Apple’s iPhone (s aapl) is four years old today. It’s a sign of its success that I can barely remember a time when I didn’t use one, or when Apple wasn’t involved in the smartphone market, even though it wasn’t all that long ago. I don’t see the iPhone falling from prominence anytime soon, but here’s what I do see in the device’s future.
LTE support likely in 2012
If the history of the iPhone tells us anything, it’s that Apple prioritizes splashy tech feature additions according to consumer demand. 3G connectivity wasn’t a priority for the iPhone until 3G access became widely available in the U.S., and recent evidence suggests that a whole whack of customers still aren’t really that concerned about connection speed. LTE may have a lot of exciting potential, but a study by market research firm Morpace found that for the most part, it’s still not having a huge impact on the buying decisions of smartphone shoppers.
That said, Verizon’s (s vz) anticipated coverage map for the end of 2011 actually quite closely resembles the state of AT&T’s (s t) 3G coverage as of 2008, when the iPhone 3G was introduced. At least in terms of potential reach, Apple’s track record would then indicate that we’ll see 4G support arrive in 2012.

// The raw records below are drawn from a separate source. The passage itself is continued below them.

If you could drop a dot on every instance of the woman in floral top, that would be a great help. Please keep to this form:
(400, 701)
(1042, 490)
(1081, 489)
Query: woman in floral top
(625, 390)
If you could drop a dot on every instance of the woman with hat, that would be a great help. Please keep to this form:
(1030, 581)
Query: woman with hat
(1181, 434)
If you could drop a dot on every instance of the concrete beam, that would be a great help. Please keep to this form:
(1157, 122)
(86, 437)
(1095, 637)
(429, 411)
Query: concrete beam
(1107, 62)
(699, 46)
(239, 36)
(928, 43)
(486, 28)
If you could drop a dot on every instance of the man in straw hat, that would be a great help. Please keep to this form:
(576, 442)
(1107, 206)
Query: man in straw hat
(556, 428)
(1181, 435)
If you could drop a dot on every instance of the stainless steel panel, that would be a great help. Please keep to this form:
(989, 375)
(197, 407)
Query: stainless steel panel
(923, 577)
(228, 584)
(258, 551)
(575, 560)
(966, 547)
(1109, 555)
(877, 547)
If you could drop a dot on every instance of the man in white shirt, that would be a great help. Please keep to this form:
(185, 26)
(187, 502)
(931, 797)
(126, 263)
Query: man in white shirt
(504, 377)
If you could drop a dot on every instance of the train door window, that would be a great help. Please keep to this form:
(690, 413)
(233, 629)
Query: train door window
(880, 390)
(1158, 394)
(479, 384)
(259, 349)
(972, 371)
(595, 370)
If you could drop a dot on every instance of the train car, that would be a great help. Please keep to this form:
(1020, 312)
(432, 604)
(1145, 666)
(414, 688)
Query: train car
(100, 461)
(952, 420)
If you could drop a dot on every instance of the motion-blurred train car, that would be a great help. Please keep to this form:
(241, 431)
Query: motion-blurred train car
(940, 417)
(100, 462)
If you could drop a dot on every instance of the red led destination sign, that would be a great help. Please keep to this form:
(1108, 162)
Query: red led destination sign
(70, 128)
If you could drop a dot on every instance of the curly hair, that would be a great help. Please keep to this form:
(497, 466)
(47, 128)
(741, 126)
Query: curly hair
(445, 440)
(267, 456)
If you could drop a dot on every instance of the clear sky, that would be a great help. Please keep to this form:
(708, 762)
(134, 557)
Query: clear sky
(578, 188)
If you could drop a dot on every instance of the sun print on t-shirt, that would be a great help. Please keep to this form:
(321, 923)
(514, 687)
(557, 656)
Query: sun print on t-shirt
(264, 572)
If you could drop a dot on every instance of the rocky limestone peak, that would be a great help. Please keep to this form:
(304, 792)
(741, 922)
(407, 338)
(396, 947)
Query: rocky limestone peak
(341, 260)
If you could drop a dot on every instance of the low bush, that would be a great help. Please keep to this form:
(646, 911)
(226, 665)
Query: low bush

NFC still likely a couple of years out
While Google is being aggressive with its near-field communication (NFC) rollout, complete with a new Wallet product that will let users pay for real-world goods with NFC-equipped devices, Apple has yet to make any indication that it will move into that space. Like LTE, NFC will likely have to prove itself as a desirable asset for consumers before Apple gets its feet wet. It’ll let Google (s goog) do the hard work of evangelizing, working out the kinks and winning over user acceptance for a technology that could set off alarm bells for security-conscious consumers, and then swoop in with a more refined product that delivers exactly what users find appealing about NFC, without any of the growing pains. I think this tech is still at least a year or two away from finding its feet, so don’t expect NFC in the iPhone’s immediate future.
The only camera you need
Apple’s progress with the iPhone’s camera has been remarkable. It went from being what seemed like mostly an afterthought, to a selling feature that helped propel the iPhone to the top of Flickr’s most popular cameras list (s yhoo). Now that the iPhone camera will be able to automatically populate galleries across devices in iOS 5, and can be used quickly and with a hardware shutter button, it should become an even better replacement for traditional point-and-shoots. I think Apple is now fully aware that having the best camera available on a smartphone is a definite selling feature, even if it took a few years to figure that out. Expect to see solid software additions and hardware updates in models to come, especially when it comes to low-light photography, where major improvements would give Apple the biggest advantage over its smartphone competitors.
An entertainment center
The iPhone is already an entertainment hub, but Apple has shown it can become even more of one. AirPlay is a key technology for Apple and for iOS, and I don’t think it’s even fully formed as of yet. The iPad 2’s AirPlay HD Mirroring comes close to showing off the true extent of what AirPlay is capable of, but given freer rein, developers could eventually leverage the technology to make interactive two-screen wireless viewing activities a reality. While they may start out as iPad-exclusive experiences, I have no doubt that Apple will eventually leverage faster processors and more computing power in future iPhone iterations to make it a great addition to any home entertainment center, too. Look for that to start in earnest with an A5-based iPhone that should arrive in fall.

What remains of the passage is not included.